Early Voting Off To Slow Start In Oconee County For May 21 Primary And Nonpartisan Election

***Republican Ballots Dominate***

Only 635 of Oconee County’s 33,143 registered voters cast a ballot in the first six days of Advance In Person voting for the May 21 General Primary/Nonpartisan General Election.

The Oconee County Elections and Registration Office received and accepted another 34 Absentee By Mail ballots in the first week of early voting, meaning that only 2.0 percent of the county’s voters have cast a ballot to date.

Of the ballots cast in Advance In Person voting, 531 were Republican, 96 were Democratic, and eight were Nonpartisan.

Of the 34 Absentee By Mail ballots returned, 26 were Republican and eight were Democratic.

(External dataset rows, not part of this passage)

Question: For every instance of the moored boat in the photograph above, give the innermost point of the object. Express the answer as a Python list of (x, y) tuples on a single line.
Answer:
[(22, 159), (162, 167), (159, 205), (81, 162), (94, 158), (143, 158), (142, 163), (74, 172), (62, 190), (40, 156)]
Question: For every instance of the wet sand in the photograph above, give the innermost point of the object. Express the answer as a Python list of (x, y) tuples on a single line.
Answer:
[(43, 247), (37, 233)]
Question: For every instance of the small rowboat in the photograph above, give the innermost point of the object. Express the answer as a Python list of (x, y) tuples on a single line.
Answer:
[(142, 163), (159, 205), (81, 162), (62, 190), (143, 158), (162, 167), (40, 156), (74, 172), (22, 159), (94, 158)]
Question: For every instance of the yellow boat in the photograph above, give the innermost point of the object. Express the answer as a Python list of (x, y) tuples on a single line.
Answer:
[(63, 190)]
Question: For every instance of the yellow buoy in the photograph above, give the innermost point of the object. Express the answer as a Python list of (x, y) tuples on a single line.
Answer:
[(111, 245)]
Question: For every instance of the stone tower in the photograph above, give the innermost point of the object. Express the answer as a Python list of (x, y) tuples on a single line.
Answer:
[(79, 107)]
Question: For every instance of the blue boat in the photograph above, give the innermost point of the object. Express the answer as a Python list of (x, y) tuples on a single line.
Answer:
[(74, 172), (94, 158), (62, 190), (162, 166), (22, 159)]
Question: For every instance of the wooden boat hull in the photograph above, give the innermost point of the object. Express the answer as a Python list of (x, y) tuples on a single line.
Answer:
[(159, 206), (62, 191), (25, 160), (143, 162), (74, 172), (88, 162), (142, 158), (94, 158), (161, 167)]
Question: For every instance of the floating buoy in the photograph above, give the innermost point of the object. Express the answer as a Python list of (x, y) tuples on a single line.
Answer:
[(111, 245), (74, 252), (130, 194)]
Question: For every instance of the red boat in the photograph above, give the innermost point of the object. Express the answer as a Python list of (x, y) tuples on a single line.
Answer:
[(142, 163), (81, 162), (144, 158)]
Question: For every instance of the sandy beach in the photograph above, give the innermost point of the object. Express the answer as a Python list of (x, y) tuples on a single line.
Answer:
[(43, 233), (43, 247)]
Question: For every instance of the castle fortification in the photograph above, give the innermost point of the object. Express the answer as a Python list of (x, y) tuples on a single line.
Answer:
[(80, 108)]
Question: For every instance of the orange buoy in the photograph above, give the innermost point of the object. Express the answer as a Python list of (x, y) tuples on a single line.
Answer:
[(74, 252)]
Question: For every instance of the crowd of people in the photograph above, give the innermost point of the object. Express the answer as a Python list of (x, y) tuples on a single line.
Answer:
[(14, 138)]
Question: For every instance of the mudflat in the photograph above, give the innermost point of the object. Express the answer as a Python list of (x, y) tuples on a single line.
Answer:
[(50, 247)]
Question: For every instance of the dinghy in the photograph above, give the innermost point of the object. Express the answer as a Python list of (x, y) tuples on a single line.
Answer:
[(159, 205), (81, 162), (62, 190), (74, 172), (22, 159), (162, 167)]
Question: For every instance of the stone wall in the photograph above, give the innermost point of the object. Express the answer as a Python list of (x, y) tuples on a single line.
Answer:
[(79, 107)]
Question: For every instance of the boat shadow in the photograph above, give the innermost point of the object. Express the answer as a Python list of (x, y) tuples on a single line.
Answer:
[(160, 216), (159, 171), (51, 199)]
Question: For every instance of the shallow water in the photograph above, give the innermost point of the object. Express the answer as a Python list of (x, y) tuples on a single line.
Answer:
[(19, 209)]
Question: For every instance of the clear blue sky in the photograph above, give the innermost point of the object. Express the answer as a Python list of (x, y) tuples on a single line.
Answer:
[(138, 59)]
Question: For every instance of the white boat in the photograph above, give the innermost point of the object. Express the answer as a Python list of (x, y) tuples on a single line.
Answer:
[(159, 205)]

In total, 83.3 percent of the ballots cast so far were Republican, 15.5 percent were Democratic and 1.2 percent were Nonpartisan.

Early In Person Voting continues from 8 a.m. to 5 p.m. Monday through Friday until May 17 and from 9 a.m. to 5 p.m. on Saturday May 11 at the Oconee County Administrative Building, 7635 Macon Highway.

The deadline for requesting an absentee ballot is May 10.

Early Voting By Day, Party

Advance In-Person Voting attracted just more than 100 voters Monday through Thursday of last week.

Click To Enlarge

On Friday, 141 voters cast a ballot, but only 56 voters participated in the first of the two Saturdays of early voting.

The Democratic Ballot contains no local race in which there is competition.

Democrats in Oconee County and across the 10th Congressional District are selecting between Jessica Fore and Lexi Doherty, both from Athens, to run against incumbent Republican Mike Collins in November.

The Republican Ballot includes intra-party competition for Chair of the Board of Commissioners, with incumbent John Daniell and Pam Hendrix on the ballot.

It also includes competitive races for Post 4 on the Board of Commissioners, Post 1 Chair on the Board of Education, and Post 4 and Post 5 on the Board of Education.

Georgia does not have registration by party, and voters can ask for the Democratic Party Ballot, the Republican Party Ballot, or the Nonpartisan Ballot when they show up to vote in Advance In Person Voting or on Election Day.

The recent highwater mark for Democratic voting in Oconee County was in the 2020 Presidential Election, when Joe Biden received 32.4 percent of the vote to Donald Trump’s 65.9 percent.

Those figures suggest that about a third of the partisan ballots in the May 21 primary should be Democratic, as opposed to the 15 percent so far in early voting, unless Democrat-leaning voters are voting in the Republican Primary or not voting at all.